La Cina rivenderà il primo carico di GNL statunitense in un anno invece di importarlo
Punti chiave
- •Il carico è stato il primo invio di GNL statunitense ad arrivare in Cina in oltre un anno.
- •L’acquirente ha collocato la spedizione in deposito doganale perché, se importata in Cina, avrebbe comportato un dazio del 25%.
- •Secondo le fonti, il carico è stato acquistato con l’obiettivo di rivenderlo in un mercato in cui i prezzi sono più alti.
- •I dati di tracciamento di Bloomberg hanno mostrato una petroliera vuota attraccata a Yangpu, probabilmente per caricare il GNL destinato alla riesportazione.
- •Le importazioni cinesi di GNL sono aumentate dell’8,3% su base annua a giugno, raggiungendo 5,68 milioni di tonnellate, segnando il secondo mese consecutivo di crescita annuale.

Gli acquirenti cinesi che hanno ricevuto il primo carico di gas naturale liquefatto statunitense arrivato in Cina da oltre un anno intendono rivendere la spedizione in un altro mercato, secondo fonti vicine alla questione citate da Bloomberg lunedì.

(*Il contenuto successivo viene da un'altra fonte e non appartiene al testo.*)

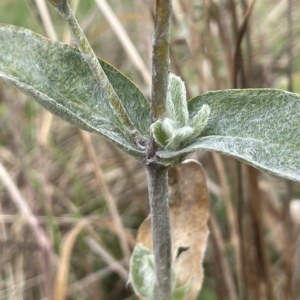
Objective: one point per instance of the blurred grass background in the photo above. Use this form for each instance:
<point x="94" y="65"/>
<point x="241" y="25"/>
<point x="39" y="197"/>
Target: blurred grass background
<point x="87" y="198"/>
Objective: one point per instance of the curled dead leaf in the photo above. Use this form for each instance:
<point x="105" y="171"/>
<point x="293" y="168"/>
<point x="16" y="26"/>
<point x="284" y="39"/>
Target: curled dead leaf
<point x="189" y="213"/>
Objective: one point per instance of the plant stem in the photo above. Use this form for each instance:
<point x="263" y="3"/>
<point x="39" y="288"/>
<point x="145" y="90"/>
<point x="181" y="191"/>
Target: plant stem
<point x="161" y="234"/>
<point x="63" y="7"/>
<point x="160" y="59"/>
<point x="158" y="174"/>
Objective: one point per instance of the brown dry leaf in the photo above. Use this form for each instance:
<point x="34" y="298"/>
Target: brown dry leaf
<point x="189" y="213"/>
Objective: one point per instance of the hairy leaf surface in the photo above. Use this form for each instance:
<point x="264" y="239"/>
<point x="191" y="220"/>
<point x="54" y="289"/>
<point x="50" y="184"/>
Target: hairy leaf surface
<point x="57" y="76"/>
<point x="258" y="126"/>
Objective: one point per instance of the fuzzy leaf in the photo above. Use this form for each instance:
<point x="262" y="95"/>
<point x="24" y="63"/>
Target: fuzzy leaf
<point x="142" y="272"/>
<point x="159" y="133"/>
<point x="258" y="126"/>
<point x="57" y="76"/>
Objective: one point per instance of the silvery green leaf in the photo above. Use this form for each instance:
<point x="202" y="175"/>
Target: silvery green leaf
<point x="57" y="76"/>
<point x="176" y="100"/>
<point x="199" y="121"/>
<point x="142" y="272"/>
<point x="180" y="136"/>
<point x="159" y="134"/>
<point x="258" y="126"/>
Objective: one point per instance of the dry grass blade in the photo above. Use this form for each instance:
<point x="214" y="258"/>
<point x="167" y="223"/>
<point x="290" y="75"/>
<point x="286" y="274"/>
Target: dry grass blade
<point x="46" y="19"/>
<point x="22" y="205"/>
<point x="231" y="214"/>
<point x="121" y="232"/>
<point x="125" y="40"/>
<point x="221" y="253"/>
<point x="189" y="213"/>
<point x="61" y="281"/>
<point x="107" y="258"/>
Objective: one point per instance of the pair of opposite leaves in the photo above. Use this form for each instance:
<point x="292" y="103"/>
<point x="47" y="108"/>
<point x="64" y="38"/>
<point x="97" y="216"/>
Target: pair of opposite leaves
<point x="258" y="126"/>
<point x="189" y="213"/>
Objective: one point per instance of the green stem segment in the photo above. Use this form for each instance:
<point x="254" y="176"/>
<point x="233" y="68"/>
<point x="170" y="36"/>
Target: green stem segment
<point x="160" y="59"/>
<point x="90" y="57"/>
<point x="158" y="174"/>
<point x="160" y="220"/>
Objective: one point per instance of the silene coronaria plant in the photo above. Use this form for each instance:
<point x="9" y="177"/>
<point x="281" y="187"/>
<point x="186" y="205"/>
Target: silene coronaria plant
<point x="258" y="126"/>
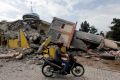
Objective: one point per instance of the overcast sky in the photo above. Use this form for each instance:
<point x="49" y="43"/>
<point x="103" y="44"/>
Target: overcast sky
<point x="97" y="12"/>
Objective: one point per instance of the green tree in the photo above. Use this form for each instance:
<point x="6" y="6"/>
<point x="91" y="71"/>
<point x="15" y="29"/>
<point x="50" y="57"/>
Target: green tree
<point x="85" y="27"/>
<point x="115" y="30"/>
<point x="93" y="30"/>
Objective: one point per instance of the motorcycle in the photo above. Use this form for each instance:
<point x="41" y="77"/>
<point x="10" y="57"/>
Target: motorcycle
<point x="50" y="67"/>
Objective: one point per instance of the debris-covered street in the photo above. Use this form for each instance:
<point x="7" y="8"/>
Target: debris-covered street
<point x="60" y="40"/>
<point x="25" y="70"/>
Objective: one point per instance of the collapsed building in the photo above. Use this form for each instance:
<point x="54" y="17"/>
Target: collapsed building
<point x="60" y="29"/>
<point x="32" y="26"/>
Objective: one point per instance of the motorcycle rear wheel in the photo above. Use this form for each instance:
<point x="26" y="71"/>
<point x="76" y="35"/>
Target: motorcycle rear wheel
<point x="47" y="71"/>
<point x="78" y="70"/>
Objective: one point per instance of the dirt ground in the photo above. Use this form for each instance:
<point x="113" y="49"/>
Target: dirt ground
<point x="112" y="65"/>
<point x="28" y="70"/>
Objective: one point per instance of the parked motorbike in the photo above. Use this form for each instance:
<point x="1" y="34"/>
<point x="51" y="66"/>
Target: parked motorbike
<point x="50" y="67"/>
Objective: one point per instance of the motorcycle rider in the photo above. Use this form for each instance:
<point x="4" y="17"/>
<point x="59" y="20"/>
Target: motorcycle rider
<point x="62" y="56"/>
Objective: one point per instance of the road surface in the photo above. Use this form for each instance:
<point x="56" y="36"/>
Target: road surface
<point x="20" y="70"/>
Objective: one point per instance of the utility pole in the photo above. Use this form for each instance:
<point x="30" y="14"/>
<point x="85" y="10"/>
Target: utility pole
<point x="31" y="7"/>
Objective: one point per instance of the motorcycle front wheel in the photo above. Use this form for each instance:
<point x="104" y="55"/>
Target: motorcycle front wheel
<point x="47" y="70"/>
<point x="78" y="70"/>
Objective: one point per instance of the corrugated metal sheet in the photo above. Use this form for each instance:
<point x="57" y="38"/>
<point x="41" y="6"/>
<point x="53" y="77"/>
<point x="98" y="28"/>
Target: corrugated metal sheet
<point x="62" y="30"/>
<point x="89" y="37"/>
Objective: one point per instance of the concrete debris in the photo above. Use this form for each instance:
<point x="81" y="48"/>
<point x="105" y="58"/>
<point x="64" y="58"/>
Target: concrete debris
<point x="11" y="54"/>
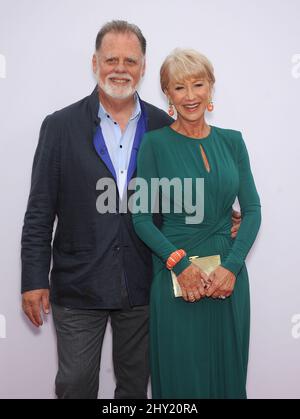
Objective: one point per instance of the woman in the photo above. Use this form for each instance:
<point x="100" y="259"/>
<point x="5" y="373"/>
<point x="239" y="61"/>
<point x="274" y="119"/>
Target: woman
<point x="199" y="343"/>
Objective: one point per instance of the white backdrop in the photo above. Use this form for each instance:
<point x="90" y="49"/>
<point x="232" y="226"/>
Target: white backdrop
<point x="45" y="52"/>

Il carico è arrivato all’inizio di questo mese al porto di Yangpu, nella Cina meridionale, dal terminal di esportazione Plaquemines LNG di Venture Global nella parrocchia di Plaquemines, in Louisiana. Si è trattato della prima spedizione di gas statunitense verso la Cina in più di un anno. Tuttavia, il gas è stato collocato in deposito doganale anziché essere importato in Cina perché l’acquirente avrebbe dovuto pagare un dazio del 25% sul carico.

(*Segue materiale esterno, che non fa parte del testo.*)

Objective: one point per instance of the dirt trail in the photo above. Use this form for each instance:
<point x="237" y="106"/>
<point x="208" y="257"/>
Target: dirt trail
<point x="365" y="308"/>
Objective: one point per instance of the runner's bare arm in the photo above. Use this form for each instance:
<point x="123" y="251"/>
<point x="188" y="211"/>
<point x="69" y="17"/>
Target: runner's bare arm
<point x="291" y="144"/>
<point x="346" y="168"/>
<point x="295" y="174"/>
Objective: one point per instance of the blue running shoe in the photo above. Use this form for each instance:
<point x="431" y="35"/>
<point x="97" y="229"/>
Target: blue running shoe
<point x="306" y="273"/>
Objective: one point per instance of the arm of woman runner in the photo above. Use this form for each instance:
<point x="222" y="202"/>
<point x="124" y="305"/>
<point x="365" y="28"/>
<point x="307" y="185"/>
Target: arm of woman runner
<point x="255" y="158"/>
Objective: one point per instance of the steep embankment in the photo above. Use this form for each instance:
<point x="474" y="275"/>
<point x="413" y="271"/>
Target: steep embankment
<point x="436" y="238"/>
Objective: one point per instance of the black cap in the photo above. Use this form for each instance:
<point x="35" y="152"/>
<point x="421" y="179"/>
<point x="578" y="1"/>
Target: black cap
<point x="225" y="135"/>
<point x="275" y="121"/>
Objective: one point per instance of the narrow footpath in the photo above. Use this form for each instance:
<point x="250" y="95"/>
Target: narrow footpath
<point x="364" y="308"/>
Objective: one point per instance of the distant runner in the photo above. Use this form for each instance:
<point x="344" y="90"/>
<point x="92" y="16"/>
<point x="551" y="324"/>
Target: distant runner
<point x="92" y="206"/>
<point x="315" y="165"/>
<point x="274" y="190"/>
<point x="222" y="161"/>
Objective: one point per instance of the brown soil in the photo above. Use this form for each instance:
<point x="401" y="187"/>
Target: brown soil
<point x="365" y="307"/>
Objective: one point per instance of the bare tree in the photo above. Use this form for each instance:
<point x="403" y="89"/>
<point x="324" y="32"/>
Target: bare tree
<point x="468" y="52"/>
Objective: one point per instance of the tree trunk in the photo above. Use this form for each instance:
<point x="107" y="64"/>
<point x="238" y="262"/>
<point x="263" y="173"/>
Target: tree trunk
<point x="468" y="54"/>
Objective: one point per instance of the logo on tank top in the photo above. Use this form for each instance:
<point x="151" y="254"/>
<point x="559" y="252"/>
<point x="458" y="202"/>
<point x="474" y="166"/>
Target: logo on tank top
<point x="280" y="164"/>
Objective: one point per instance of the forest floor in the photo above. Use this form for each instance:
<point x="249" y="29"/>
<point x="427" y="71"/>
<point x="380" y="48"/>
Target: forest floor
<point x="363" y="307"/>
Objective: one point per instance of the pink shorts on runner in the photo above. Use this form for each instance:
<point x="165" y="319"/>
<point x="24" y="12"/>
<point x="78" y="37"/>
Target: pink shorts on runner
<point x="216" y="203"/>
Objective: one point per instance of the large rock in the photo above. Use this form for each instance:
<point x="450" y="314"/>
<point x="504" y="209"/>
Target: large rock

Secondo le fonti di Bloomberg, la spedizione è stata acquistata con l’intenzione di rivenderla in un mercato non cinese a prezzi più elevati. I dati di tracciamento delle navi monitorati da Bloomberg hanno mostrato che di recente una petroliera vuota ha attraccato a Yangpu, probabilmente per caricare il gas destinato alla riesportazione.
L’andamento evidenzia come dazi ed economia dei trasporti possano influenzare i flussi di GNL anche quando i carichi raggiungono la destinazione. Invece di essere assorbita dal mercato interno cinese, la spedizione sembra muoversi nella più ampia rete del commercio globale, dove gli acquirenti possono reindirizzare i carichi in base a prezzi e termini contrattuali.

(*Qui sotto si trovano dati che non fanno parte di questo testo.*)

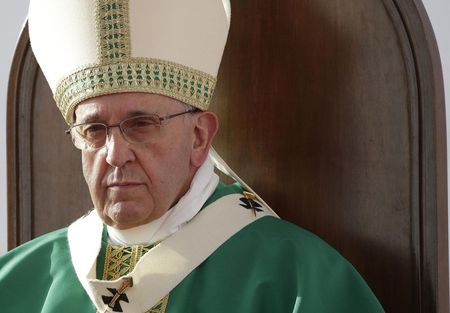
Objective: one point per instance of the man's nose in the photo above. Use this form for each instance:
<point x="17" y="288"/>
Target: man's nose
<point x="118" y="150"/>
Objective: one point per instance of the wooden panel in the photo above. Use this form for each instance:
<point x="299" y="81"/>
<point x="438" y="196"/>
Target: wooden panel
<point x="321" y="119"/>
<point x="332" y="110"/>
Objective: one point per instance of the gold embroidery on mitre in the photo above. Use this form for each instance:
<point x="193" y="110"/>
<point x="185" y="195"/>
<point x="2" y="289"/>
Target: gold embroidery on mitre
<point x="113" y="30"/>
<point x="121" y="260"/>
<point x="119" y="72"/>
<point x="139" y="75"/>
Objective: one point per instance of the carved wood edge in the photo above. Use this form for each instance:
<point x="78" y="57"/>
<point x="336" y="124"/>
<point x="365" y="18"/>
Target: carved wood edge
<point x="432" y="223"/>
<point x="19" y="105"/>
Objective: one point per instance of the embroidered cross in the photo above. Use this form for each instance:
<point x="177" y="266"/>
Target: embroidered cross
<point x="249" y="202"/>
<point x="118" y="295"/>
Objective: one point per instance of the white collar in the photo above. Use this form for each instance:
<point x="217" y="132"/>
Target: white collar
<point x="202" y="186"/>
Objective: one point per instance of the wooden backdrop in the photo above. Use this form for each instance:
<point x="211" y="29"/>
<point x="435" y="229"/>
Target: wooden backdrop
<point x="332" y="110"/>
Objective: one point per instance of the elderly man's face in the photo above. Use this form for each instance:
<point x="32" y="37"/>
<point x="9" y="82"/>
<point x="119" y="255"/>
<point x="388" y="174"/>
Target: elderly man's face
<point x="133" y="184"/>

Anche se la guerra in Medio Oriente ha continuato a comprimere le esportazioni di Qatar ed Emirati Arabi Uniti per cinque mesi, le importazioni cinesi di GNL sono aumentate nelle ultime settimane grazie a una domanda stagionale più forte. La Cina ha incrementato le importazioni di GNL per il secondo mese consecutivo a giugno, mentre il maggiore acquirente mondiale di GNL si preparava al picco della domanda elettrica estiva.
I dati doganali ufficiali diffusi la scorsa settimana hanno mostrato che le importazioni cinesi di GNL sono aumentate dell’8,3% rispetto a un anno prima, raggiungendo 5,68 milioni di tonnellate a giugno. È stato il secondo mese consecutivo in cui le importazioni hanno superato il livello dell’anno precedente, dopo tre mesi di cali a febbraio, marzo e aprile.
Le importazioni hanno iniziato a recuperare a maggio, rimbalzando da un minimo di otto anni, dopo che gli acquirenti hanno iniziato ad acquistare più carichi a metà aprile. Da allora, la Cina ha mantenuto un ritmo di importazioni relativamente elevato.
Secondo quanto riferito, i grandi importatori statali cinesi di GNL stanno inoltre trattando per assicurarsi forniture a lungo termine da esportatori che non dipendono dallo Stretto di Hormuz, mentre il maggiore acquirente mondiale di GNL cerca di ridurre la propria esposizione alle consegne di gas dal Golfo Persico, hanno riferito a Bloomberg fonti vicine ai piani all’inizio di questo mese.